I should storm out of here in a huff, just to make a point. Just to show him he can’t boss me around, or intimidate me with his macho shenanigans.
I really should.
Except, he did make breakfast. So…
I suppose I can delay storming out. Temporarily.
I suppose I can stay and endure his interrogation for a bit longer. Because… pancakes.
Should I be concerned with the fact that breakfast takes clear priority over my sense of pride? Perhaps. But I’m too ravenous to care. It’s been upwards of twenty-four hours since I last ate; I’ve sailed past salad-for-dinne
r hungry and gone straight to day-three-of-a-juice-cleanse starving.
Following Luca across the room in only my stockings — sorry, Mom — I take a seat at the nearest barstool while he washes his hands and grabs two plates from an overhead cabinet. Sliding one in front of me, he settles his large frame on the stool directly across from mine and lifts the lid on the warming platter to reveal a giant stack of perfect, golden pancakes.
I feel my mouth fill with saliva as I stare at them. They’re still steaming, they smell orgasmic, and they look absolutely delicious — soft and buttery, exactly the kind of food my friend Shelby, health nut and personal-trainer, would have a heart attack if she ever saw me consuming. Honestly, you’d think gluten was a biochemical weapon, the way she describes it.

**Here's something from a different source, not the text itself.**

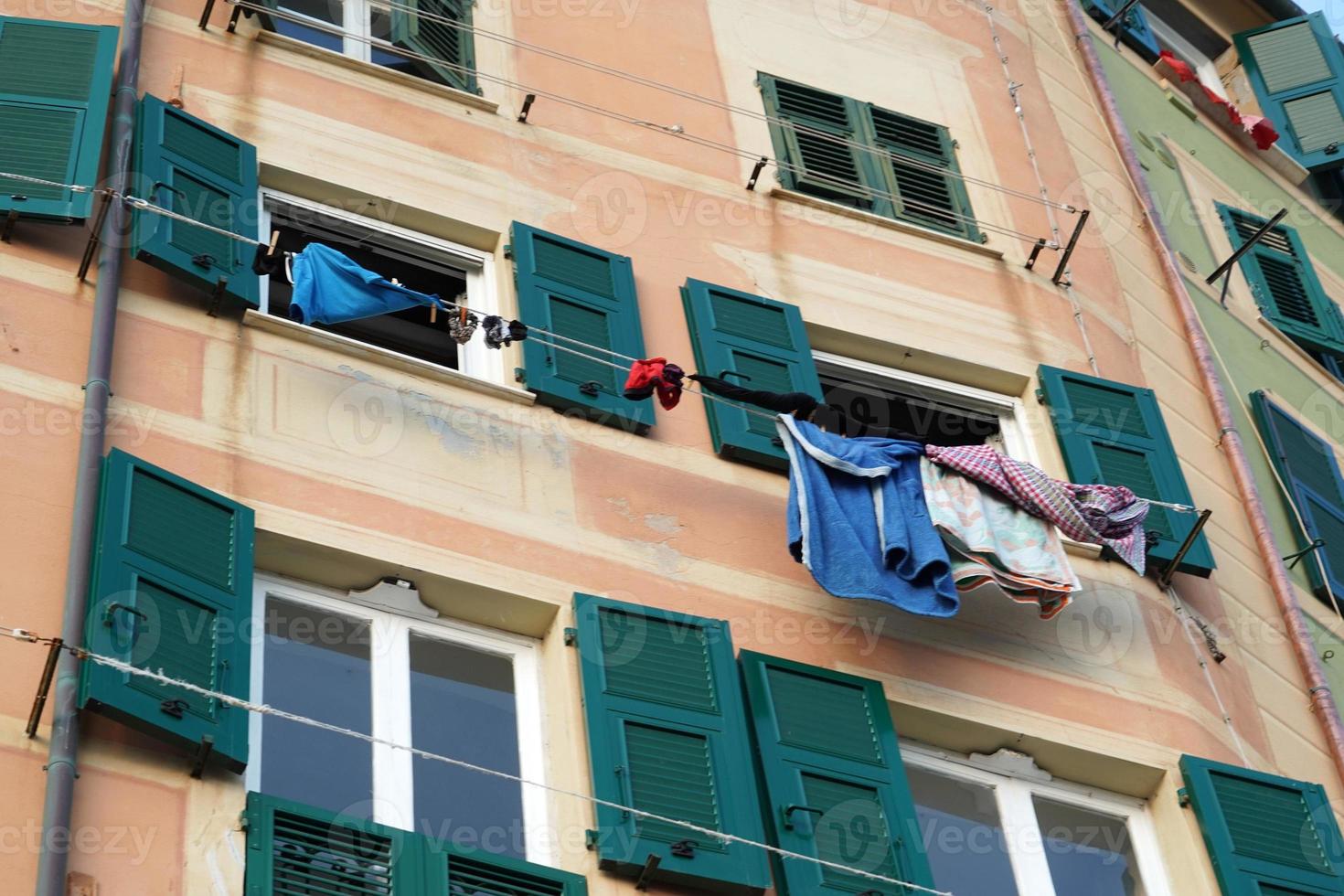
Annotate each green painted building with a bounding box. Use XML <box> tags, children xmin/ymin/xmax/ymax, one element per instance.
<box><xmin>1083</xmin><ymin>0</ymin><xmax>1344</xmax><ymax>693</ymax></box>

Luca loads up our plates and I barely wait a beat before dumping a dollop of syrup on top of my stack, hacking off a huge multi-layered wedge, and shoving it into my mouth with gusto. Not my most ladylike move of all time — my cheeks puff out and my jaw threatens to unhinge as I chew the massive bite.
Luca watches me struggling to swallow and snorts.
“Don’t worry, I know the Heimlich Maneuver if necessary.”
In the words of Stephanie Tanner: how rude!
As delicately as possible — which, let’s be honest, is not very — I swallow down the rest of the bite. Just to get him back for teasing me, I drop my fork with a clatter against the marble counter and make a big show of twisting my features into a mask of shock.
“Oh!” I gasp, eyes wide.
“What is it?” he asks, immediately on high alert.
“You didn’t…” I wheeze. “…put banana…” I lock my jaw. “…in these…” I clutch at my throat. “…did you?”
His brows pull together. “Yeah, why?”
Fake choking like my first Academy Award for Best Actress in a Mediocre Prank depends on it, I thrash a bit on my stool and hiss, “I’m… deathly…allergic…”
“Shit!” Luca leaps to his feet, races around the counter, and grabs me by the shoulders before I can blink. In less than a second I’m off my stool, wrapped in the span of his arms, and he’s staring down at my features in blind panic.